Wpis z mikrobloga

@kinlej: po prostu przekonano go argumentami, ktorych sila jest zwyczajnie logicznie po stronie przeciwnikow zanieczyszczania powietrza siarą, a trawników śmieciami, w imię łomotu tak silnego, że się odpalają alarmy w samochodach, małe dzieci płaczą, a zwierzaki z całej okolicy w popłochu uciekają, rozbijając się o wszelkie przeszkody. polecam zerknąć na te argumenty: https://okiemprzyrodnika.wordpress.com/2018/12/30/ile-smierci-w-sylwestra/
@kicipuci: jakieś źródło tych rewelacji z linka rzetelniejsze niż Radio Szczecin? Bo ja też mogę sobie napisać, że przez niezatrudnienie osób do odpalania fajerwerków w sylwestra 15 dzieci siedzi teraz głodnych bo ich rodzice nie zarobili na chleb.
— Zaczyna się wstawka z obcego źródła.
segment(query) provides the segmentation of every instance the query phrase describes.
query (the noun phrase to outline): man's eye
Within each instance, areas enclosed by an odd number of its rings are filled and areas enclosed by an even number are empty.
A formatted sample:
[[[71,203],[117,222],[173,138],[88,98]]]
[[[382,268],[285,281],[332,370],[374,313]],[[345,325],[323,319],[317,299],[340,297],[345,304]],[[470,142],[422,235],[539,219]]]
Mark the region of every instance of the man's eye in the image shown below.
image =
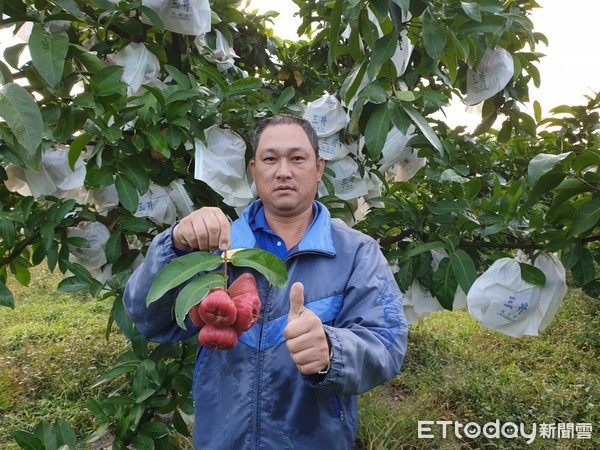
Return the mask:
[[[304,161],[304,156],[294,156],[292,161],[302,162]]]
[[[275,161],[275,158],[273,158],[272,156],[269,156],[267,158],[263,158],[263,161],[264,162],[273,162],[273,161]]]

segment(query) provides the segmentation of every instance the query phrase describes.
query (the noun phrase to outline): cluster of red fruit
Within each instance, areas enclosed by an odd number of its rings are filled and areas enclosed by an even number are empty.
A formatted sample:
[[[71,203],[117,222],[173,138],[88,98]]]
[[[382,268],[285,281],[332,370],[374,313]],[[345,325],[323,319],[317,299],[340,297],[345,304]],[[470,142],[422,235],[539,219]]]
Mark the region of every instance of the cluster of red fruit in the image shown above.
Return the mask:
[[[227,292],[213,289],[190,309],[190,319],[201,327],[198,342],[211,350],[230,350],[238,336],[252,328],[260,313],[256,279],[251,273],[240,275]]]

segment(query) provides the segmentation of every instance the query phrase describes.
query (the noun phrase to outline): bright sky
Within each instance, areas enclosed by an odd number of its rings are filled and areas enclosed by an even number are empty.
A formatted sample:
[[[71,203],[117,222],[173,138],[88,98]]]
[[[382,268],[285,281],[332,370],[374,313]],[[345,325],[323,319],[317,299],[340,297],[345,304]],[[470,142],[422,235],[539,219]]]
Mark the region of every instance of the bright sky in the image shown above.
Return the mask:
[[[598,0],[538,0],[542,8],[532,16],[535,30],[546,35],[549,47],[540,45],[539,69],[542,85],[531,86],[531,100],[537,100],[544,112],[563,104],[583,104],[584,95],[600,90],[600,1]],[[298,7],[292,0],[251,0],[259,11],[277,10],[275,32],[288,39],[296,37],[299,20],[294,17]],[[277,5],[277,6],[275,6]],[[0,52],[10,45],[11,34],[0,30]],[[465,111],[463,105],[453,108],[449,114],[450,125],[466,124],[476,116]]]

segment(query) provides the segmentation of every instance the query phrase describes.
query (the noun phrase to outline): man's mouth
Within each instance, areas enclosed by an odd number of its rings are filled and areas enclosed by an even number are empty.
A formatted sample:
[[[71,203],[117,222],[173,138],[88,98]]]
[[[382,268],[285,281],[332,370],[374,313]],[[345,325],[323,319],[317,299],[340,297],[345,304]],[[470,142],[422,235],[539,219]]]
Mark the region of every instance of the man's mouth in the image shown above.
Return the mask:
[[[277,186],[277,187],[275,188],[275,190],[276,190],[276,191],[293,191],[293,190],[294,190],[294,188],[293,188],[293,187],[291,187],[291,186],[289,186],[289,185],[287,185],[287,184],[282,184],[282,185],[280,185],[280,186]]]

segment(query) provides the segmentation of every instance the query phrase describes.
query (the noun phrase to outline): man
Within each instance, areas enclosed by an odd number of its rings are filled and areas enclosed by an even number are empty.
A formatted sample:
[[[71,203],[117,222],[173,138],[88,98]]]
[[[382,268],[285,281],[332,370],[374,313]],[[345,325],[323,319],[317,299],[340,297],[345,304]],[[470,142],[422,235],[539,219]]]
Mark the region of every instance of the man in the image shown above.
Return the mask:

@kicipuci: wut? Mówię o tych niby badaniach, które stwierdziły smierć jakiejś tam ilości zwierząt i braku źródeł tych badań. Nie interesuje mnie wykształcenie autora bo nie potwierdza ono w żaden sposób jaki jest właściwie wpływ fajerwerków na sylwestra na umieralność zwierząt.